Stimulus
A stimulus is any change in the surroundings or inside the body that can be detected and can produce a response.
Practice This ConceptMain explanation
Teacher explanation
A stimulus may be light, sound, heat, touch, pain, gravity, water, or even a chemical change. The body or plant senses that change and then reacts in a suitable way. In humans, a stimulus is usually detected by a receptor, and in plants it is detected by cells that respond by growth or movement. The important idea is simple: stimulus first, response after that.
Example
When you touch a hot vessel, the heat acts as a stimulus and your hand moves away quickly. In a plant, sunlight falling from one side acts as a stimulus and the shoot bends towards it.
Simple analogy
Stimulus is the signal, response is the reply.
Common confusion
Many students think stimulus and response mean the same thing.
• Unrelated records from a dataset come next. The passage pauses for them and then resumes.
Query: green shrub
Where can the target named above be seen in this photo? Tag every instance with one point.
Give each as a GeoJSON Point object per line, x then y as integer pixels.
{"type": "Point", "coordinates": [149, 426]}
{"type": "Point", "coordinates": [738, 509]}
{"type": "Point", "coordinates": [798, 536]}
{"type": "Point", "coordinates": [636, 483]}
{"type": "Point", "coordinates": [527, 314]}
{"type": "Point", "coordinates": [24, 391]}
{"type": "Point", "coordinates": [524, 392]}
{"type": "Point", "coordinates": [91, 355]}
They do not. Stimulus is the change that is noticed, while response is the action taken after noticing it.
Exam tip
In answers, always write the change first, then the body part that detects it, and finally the response. This keeps the sequence correct.
Answer writing and exam use
1-mark use
Write the exact meaning of stimulus in one clean line.
2-mark use
Define stimulus and add one example or condition.
3-mark use
Explain stimulus, show the method or example, and mention the common mistake.